The oil boom is generating even bigger investment flows. Petrobras alone plans capital spending of $212 billion between 2010 and 2014 to develop the country’s offshore oil resources. “The oil and gas discoveries are absolutely huge and were great news for Rio,” says Haddad. “The capital expenditures involved are vast. It is on the scale of America’s Apollo program to put a man on the moon.”

Although only a fraction of that investment will be spent directly in Rio, the energy sector is drawing thousands of executives and engineers to the city and spurring a wide range of foreign companies — from Russia’s Gazprom to Dow Chemical Co. — to establish offices there. “Dow came to Rio because of the amazing opportunities the city offers,” says Lauro Rebouças, director for Dow Brazil, a subsidiary of the U.S. chemical company, who recently moved from São Paulo to open the company’s Rio office. “Developments in the oil and gas sector were the major attraction. It’s not just Petrobras — all the world’s most important oil companies, including Shell, Total and BP, have their Brazilian base here. It’s vital to have an office near theirs.”

Rio’s revival is about more than just investment flows, as important as those are. The authorities have been moving aggressively in recent years to repair the city’s stretched social fabric. They have sent teams of police and army troops into the notorious favelas, or hillside slums, to root out drug gangs that terrorized local residents, and extended utility services and transport links to knit those hillside neighborhoods into the city’s economy (see story, above).

These forces have combined to give Rio a newfound energy and dynamism: a hint of Houston from the oil money, echoes of New York’s financial sector without its gloom, a touch of London’s cosmopolitan nature, all leavened with the distinctive joie de vivre of the cariocas.

With a population of 6.3 million — 12.3 million in the greater metropolitan area — Rio is the second-largest city in Brazil and the fourth largest in Latin America after Mexico City, São Paulo and Buenos Aires.
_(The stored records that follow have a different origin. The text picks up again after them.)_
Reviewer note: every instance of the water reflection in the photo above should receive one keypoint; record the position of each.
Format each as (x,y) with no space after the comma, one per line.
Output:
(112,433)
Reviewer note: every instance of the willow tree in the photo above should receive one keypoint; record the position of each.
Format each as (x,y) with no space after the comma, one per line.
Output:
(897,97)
It has long had enviable economic strengths. Rio’s per capita gross domestic product stood at 25,122 reais in 2008, 57 percent above the national average, according to the Brazilian Institute of Geography and Statistics. Some 56 percent of Brazil’s economic output is produced within a 500-kilometer radius of the city; Rio receives a quarter of all foreign direct investment in Brazil, which totaled $48.46 billion in 2010, according to the United Nations’ Economic Commission for Latin America and the Caribbean.

Six of the country’s 13 largest companies have their headquarters in Rio, including Petrobras, mining giant Vale, mobile telecommunications operator TIM Brasil and EBX, the holding company of Eike Batista, Brazil’s richest man. BNDES, the state-owned entity that is the world’s largest development bank, with some 625 billion reais ($366 billion) in loans outstanding, is based in the heart of the city center, just across the street from Petrobras. Rio is also home to Globo Organizations, the largest media conglomerate in Latin America, and it boasts nearly a dozen leading universities, including the Getulio Vargas Foundation, which operates Brazil’s top management school.

The city’s revival won fresh validation in December when Moody’s Investors Service raised its rating on Rio to Aaa.br, the highest level on its local scale. Moody’s cited the city’s strong finances — the budget had a gross operating surplus of 17.4 percent of revenue in 2010 — a healthy tax base and reliable transfers from the state and federal governments. Rio is the only Brazilian city to have an investment-grade rating from the U.S. agency.